Almond bark ingredients are similar to compound chocolate, but since almond bark is even cheaper than compound chocolate, it doesn’t include any cocoa powder. The main ingredients are vegetable fats or oils, sugar, flavouring and colouring. The two main flavours include vanilla and chocolate (and even the chocolate flavour doesn’t include any cocoa powder, just chocolate flavouring – whatever that is!).
To use your almond bark, melt it very carefully in the same way as the chocolate coverture or compound chocolate, add 1 teaspoon of oil and any other colours and flavours. Use the vanilla flavoured Almond Bark to make other pastel colours.
Did you know that you can melt marshmallows? How amazing is that? Take a handful of marshmallows and either melt them in bain marie (bowl over a simmering water) or very carefully in the microwave. The marshmallows will turn into a thick sauce, that you can use for dipping your cake pops or strawberries.
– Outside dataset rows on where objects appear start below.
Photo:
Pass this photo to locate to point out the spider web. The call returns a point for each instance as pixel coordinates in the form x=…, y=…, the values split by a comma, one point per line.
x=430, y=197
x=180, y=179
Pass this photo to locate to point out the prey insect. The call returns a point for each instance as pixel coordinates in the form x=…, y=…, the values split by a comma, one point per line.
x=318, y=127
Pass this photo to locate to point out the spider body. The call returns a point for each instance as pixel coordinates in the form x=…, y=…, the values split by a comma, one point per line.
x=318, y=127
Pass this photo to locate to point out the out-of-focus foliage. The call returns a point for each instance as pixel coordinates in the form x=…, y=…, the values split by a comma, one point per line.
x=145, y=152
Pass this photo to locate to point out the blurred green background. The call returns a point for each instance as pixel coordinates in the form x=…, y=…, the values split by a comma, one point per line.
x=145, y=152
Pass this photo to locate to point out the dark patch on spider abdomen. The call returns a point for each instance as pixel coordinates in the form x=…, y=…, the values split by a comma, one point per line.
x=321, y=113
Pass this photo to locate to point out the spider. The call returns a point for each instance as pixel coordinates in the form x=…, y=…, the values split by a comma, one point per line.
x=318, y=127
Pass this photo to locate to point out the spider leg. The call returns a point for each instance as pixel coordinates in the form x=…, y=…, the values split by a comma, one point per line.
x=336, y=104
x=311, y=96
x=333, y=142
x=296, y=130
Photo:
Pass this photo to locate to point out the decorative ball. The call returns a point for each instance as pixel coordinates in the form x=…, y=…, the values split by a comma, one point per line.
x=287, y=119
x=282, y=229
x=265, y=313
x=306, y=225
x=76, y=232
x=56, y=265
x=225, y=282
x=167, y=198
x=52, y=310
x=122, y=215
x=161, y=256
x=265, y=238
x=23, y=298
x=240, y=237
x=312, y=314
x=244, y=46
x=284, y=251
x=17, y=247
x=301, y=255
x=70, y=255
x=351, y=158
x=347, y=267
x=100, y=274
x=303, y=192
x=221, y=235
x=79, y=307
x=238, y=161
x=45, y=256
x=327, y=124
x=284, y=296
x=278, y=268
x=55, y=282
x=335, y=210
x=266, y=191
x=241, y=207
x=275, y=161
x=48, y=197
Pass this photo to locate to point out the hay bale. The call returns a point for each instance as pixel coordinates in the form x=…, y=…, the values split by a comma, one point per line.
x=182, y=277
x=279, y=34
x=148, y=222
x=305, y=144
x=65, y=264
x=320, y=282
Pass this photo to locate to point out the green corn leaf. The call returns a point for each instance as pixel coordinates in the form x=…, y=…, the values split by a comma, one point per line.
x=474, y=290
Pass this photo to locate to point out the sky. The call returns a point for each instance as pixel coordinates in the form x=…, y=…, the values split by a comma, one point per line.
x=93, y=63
Once the marshmallow sauce cools down again, it will thicken and set.
To achieve the best result, try to leave your cake pops to set up standing up and not touching anything (best to use a cake pop stand or stick them in a heavy jam jar or something similar).
Fudge or thick fudge sauce
You can make your own fudge and just before you whip it to cool it down, use it for coating your cake pops, chocolate truffles or strawberries.
You can also use a shop bought fudge. Use any kind of flavour you like (to compliment the flavour of the sweets you are coating) and melt it carefully first before using.
Caramels or thick caramel sauce
You can use caramels in the same way as the fudge. Melt them very slowly in the oven, on bain marie or in a microwave. Make sure that the melted caramels are not hot (or even warm!) before you start dipping you cake pops or chocolate truffles in.
If you want to achieve a ‘non-sticky’ surface, it’s probably best to roll them in some sugar sprinkles or something similar.
You can also make your own caramel sauce, but make sure that the sauce is a bit thicker by using less cream, water or other liquid that’s in the recipe.
Mix together icing sugar (fine confectioners sugar) and a little bit of water (or egg white for a better results) to create a thick icing. Dip your sweets, strawberries, cake pops or chocolate truffles in and shake off carefully any excess. The icing will harden as it tries, but it will take a little while and might not be as beautifully silky coated as with candy melts.
You can also dip the sweets in the icing and then roll them in sugar strands, ground almonds or crushed biscuits to cover them fully.
You can also make your own vegan chocolate icing, which will replace dark or milk candy melts really well in the terms of colour and flavour.
If you’ve ever tasted Chinesse type of sweet called ‘mochi’ then you’ve tasted kinako powder. The kinako powder is basically a soya bean powder, that’s mixed with a little water and some icing sugar to create a plyable coating that can be used for wrapping your sweets in, rolling into various shapes.
It has a very mild flavour, which an be adjusted by flavouring and colouring of your choice. You can find kinako powder in a specialist shops or buy it online.
Outside the box solution
If you don’t have any other of the ingredients above and you need to coat your cake pops or chocolate truffles, you can always use something crumbly and dry that will stick to the cake pops. This can include cocoa powder, icing sugar, crushed biscuits, hundred and thousands (sugar strands), ground almonds, ground nuts etc.
It won’t be exactly the same as having candy melts or chocolate covered cake pops or chocolate truffles, but it will be presentable enough and it will be still tasty to eat!